Что я мог ответить ему?.. Я представил себе Большой зал филармонии – эту эстраду, этот красный бархат, мраморные колонны, чуть не две тысячи слушателей!.. Нет, я понимал, что никогда в жизни не смогу выступить с такой эстрады перед такой аудиторией! И, конечно, надо было сказать Соллертинскому, что никаких вступительных слов перед симфоническими концертами я произносить не могу. Надо было сказать, что он ошибается… Надо сказать Соллертинскому, что он в заблуждении? Возразить?.. Да я бы умер скорее! И я подумал: предлагают тебе, дураку, поступить в филармонию. Потом как-нибудь выяснится, что произносить вступительные слова перед концертами ты не можешь. И пристроят тебя в библиотеку – будешь ты при нотах. Или пошлют тебя билеты распространять. А я так любил филармонию, что готов был пол подметать, так мечтал иметь хоть какое-нибудь причастие к этому замечательному учреждению. Я пробормотал что-то неопределенное, стал кланяться, благодарить, улыбаться… Соллертинский воспринял эту восторженную признательность как согласие.
Исполнились все мои мечты! Но я не был счастлив! Чем ближе становился день моего дебюта, тем я все более волновался. Дело дошло наконец до того, что пришлось обратиться к известному гипнотизеру, некоему Ивану Яковлевичу. Рассказывали, что он замечательно излечивает артистов от боязни сцены. Что будто бы один из Онегиных, страдая агарофобией, опасался упасть во время спектакля в оркестр, пятился назад и опрокидывал декорации. И только один раз беседовал с ним мудрый доктор, как на следующем спектакле уже держали Онегина за фалды, дабы он не сиганул в оркестр и, боже упаси, не убил бы кого, ибо нигде не хотел петь, кроме как за суфлерской будкой!
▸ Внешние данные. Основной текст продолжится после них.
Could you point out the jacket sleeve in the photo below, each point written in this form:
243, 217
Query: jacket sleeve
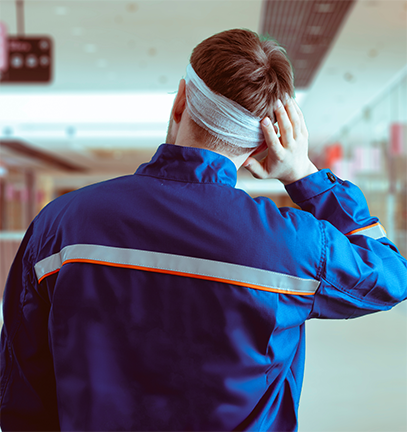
27, 383
362, 270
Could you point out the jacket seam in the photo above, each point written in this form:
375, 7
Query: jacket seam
322, 260
350, 294
314, 196
188, 181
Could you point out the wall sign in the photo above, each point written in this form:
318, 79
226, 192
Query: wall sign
29, 60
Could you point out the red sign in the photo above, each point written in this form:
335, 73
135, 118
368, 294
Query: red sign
3, 48
29, 60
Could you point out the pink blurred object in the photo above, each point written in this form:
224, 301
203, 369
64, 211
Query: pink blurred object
3, 48
397, 139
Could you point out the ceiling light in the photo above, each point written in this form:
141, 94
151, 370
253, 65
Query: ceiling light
307, 49
90, 48
102, 63
77, 31
315, 30
301, 64
324, 7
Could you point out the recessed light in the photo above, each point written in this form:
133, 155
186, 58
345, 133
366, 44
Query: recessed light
132, 7
61, 10
152, 52
301, 64
307, 49
77, 31
324, 7
102, 63
349, 77
90, 48
373, 53
315, 30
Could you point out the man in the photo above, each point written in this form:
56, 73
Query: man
169, 300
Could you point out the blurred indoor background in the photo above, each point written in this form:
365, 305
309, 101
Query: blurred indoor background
86, 88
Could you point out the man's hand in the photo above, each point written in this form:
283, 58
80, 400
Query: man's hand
287, 159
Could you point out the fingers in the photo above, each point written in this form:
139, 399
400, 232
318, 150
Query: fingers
288, 120
304, 129
272, 141
255, 167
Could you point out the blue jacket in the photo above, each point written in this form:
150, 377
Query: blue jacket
169, 300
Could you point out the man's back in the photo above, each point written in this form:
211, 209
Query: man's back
175, 302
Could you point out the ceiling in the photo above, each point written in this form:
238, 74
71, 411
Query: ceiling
127, 49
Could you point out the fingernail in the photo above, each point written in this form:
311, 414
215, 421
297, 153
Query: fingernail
277, 104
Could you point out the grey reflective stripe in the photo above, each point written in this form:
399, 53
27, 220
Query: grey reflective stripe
375, 231
178, 265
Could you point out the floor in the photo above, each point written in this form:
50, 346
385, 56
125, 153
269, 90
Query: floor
356, 374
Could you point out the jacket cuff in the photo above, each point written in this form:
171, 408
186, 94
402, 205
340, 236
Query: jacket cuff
312, 185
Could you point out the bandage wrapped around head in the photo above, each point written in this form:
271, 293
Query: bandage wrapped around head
223, 118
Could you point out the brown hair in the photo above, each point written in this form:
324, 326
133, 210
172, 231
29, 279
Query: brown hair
251, 71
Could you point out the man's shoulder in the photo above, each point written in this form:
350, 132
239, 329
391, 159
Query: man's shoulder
75, 206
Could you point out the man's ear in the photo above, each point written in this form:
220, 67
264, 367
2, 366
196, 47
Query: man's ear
180, 102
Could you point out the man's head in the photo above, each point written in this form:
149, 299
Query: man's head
246, 69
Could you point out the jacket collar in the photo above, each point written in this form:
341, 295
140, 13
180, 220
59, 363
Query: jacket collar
190, 164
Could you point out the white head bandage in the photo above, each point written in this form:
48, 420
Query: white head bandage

Я написал и вызубрил наизусть свое будущее десятиминутное слово – я должен был говорить о Первой, до-минорной, симфонии Танеева – и пошел к доктору. Коль скоро он был в кабинете один и составлял примерно половину аудитории, перед которой я способен был говорить не смущаясь, я сумел кое-как произнести этот текст. Говорил я очень коряво, все время, помню, запинался, забывал, повторял, извинялся, смеялся неизвестно чему, потирал руки. Но все-таки до конца добраться мне удалось, – ведь я знал этот текст наизусть, как стишки. И доктор сказал, что в целом ему мое слово очень понравилось. Понравилось потому, что он понял, на какую тему я собрался говорить. Он не скрыл, что десятиминутный текст я произносил более получаса и внешне это выглядело очень непрезентабельно: я все время почесывался, облизывался, хохотал, кланялся и при этом отступал все время назад, так что он, доктор, должен был несколько раз возвращать меня из угла на исходную точку. Но больше всего его поразило, что, с трудом произнося заученные слова, я помогал себе какими-то странными движениями левой ноги – тряс ею, вертел, потирал носком ботинка другую ногу, а то начинал стучать ногой в пол… Доктор сказал, что все это называется нервной распущенностью, что надо только следить за собой… Правда, есть и другие признаки, когда человек очень взволнован, и устранить которые не в его власти.
– Горят уши, – сказал он, – сохнет во рту, на шее появляются пятна. Но ведь это же никому не мешает. Все поймут, что выступаете вы в первый раз, и охотно вам это волнение простят. Конечно, если я проведу с вами гипнотический сеанс, вы будете выступать спокойнее, но зато еще больше будете волноваться перед вторым выступлением в уверенности, что сумеете преодолевать страх только под влиянием гипноза… Но… вы понимаете сами…
И он несколько поуспокоил меня.
Однако все это касалось формы моего выступления. А содержание беспокоило меня еще больше. Надо было получить одобрение Ивана Ивановича, ведь он был мой начальник, вдохновитель и поручитель. Но посоветоваться с ним все как-то не удавалось. Поймаю его в филармонии, говорю:
– Иван Иванович, ты не можешь послушать меня?
– Да, да, непременно, с большим интересом, но несколько позже того!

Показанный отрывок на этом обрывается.